When JD Vance enters a room, you don’t gasp or stare. He doesn’t look like a living embodiment of the American dream, or indeed a man who could one day run for president, a path that many in the smoke-filled political back rooms have already marked him out for.

When Vance stood up recently to give a commencement speech at Zane State College in Ohio, there was no soaring rhetoric or Steve Jobsesque exhortations for students to follow their dreams. This was a hardscrabble community college, where many of the female undergraduates were already working mothers. Few in the audience could dream of following his path from the Rust Belt to Yale, Silicon Valley and even the UK bestseller list — as his memoir, Hillbilly Elegy, has managed.

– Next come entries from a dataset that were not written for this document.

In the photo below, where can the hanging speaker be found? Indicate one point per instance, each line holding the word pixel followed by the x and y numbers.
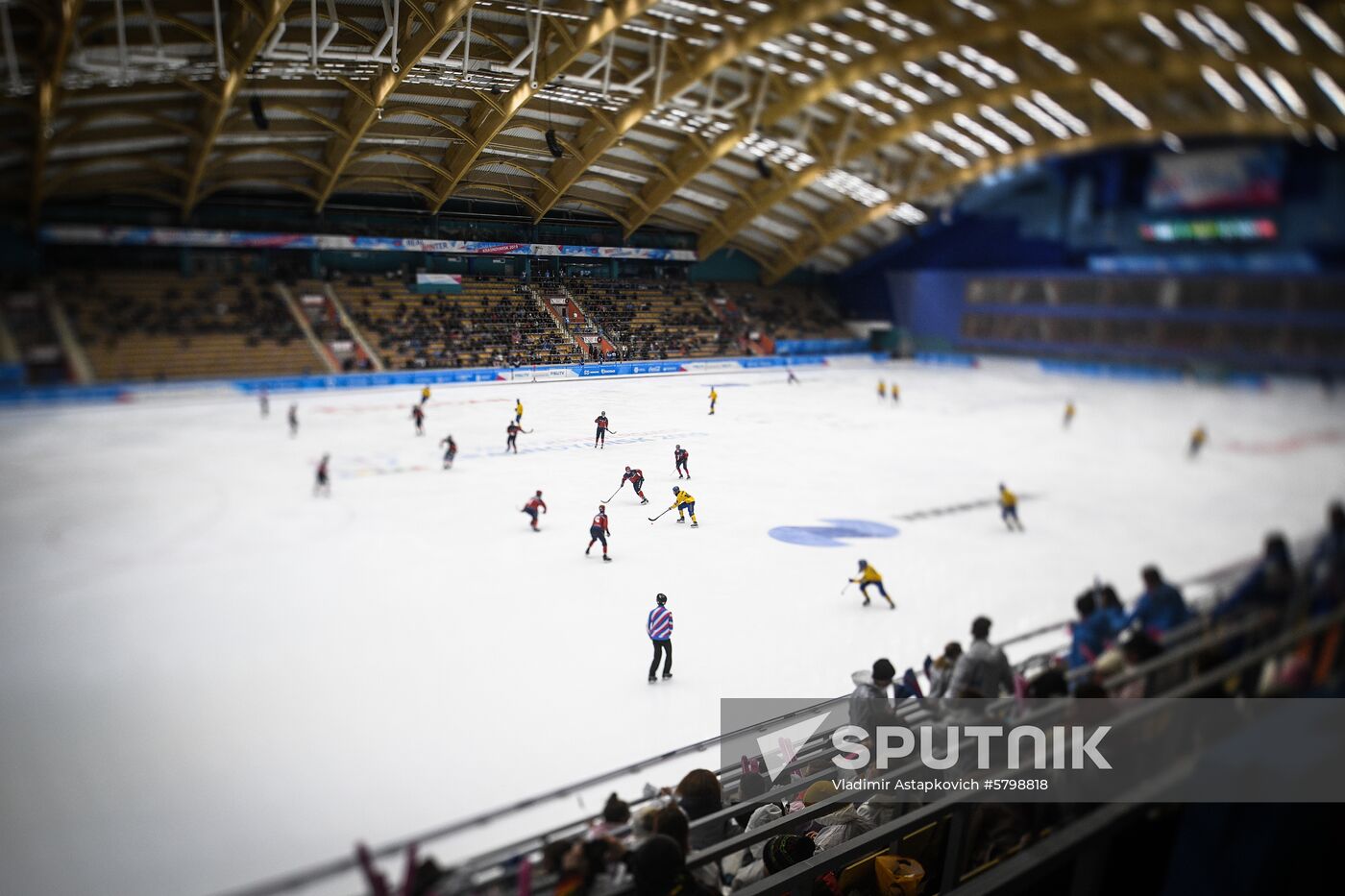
pixel 553 144
pixel 258 113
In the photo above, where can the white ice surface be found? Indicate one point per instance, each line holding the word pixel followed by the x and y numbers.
pixel 208 677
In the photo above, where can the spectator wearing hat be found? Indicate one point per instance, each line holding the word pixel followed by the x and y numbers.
pixel 982 670
pixel 659 869
pixel 941 670
pixel 659 628
pixel 1161 607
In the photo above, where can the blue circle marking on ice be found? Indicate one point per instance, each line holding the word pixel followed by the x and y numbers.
pixel 833 534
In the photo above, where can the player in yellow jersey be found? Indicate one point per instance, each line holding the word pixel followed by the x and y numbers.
pixel 1197 440
pixel 1009 509
pixel 683 502
pixel 870 576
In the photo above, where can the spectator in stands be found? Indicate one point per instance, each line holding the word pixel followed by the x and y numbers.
pixel 616 814
pixel 1049 684
pixel 1160 607
pixel 659 869
pixel 672 822
pixel 1088 637
pixel 939 671
pixel 750 868
pixel 584 868
pixel 869 704
pixel 982 670
pixel 698 794
pixel 1268 586
pixel 1329 553
pixel 1327 569
pixel 1137 648
pixel 786 849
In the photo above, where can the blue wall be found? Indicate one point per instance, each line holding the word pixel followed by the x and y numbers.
pixel 1062 217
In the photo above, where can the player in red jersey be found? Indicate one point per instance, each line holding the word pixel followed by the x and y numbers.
pixel 530 507
pixel 599 532
pixel 636 479
pixel 600 436
pixel 679 456
pixel 323 485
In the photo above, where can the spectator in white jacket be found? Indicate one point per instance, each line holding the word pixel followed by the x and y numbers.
pixel 982 670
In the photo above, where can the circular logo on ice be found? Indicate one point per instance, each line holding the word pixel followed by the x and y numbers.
pixel 834 534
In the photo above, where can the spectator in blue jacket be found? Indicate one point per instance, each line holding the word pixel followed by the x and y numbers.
pixel 1268 586
pixel 1161 606
pixel 1089 634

Yet Vance, earnest, authentic, measured, held the room rapt. “Don’t do something you love, do something you like. Find a vocation,” he said. In summary, life may have dealt you a bad hand, but play it for all it’s worth.

Later, he told them tales of his own childhood: how his mother started feeding him Pepsi aged nine months, and once asked him as a young boy to pee into a cup for her so she could pass a drugs test. Today, he told them, he still likes to spend his downtime sitting around in his underpants eating ice cream and playing with his German shepherd. But for a spot of intellectual polish, he could easily have been plucked from the redneck audience to speak.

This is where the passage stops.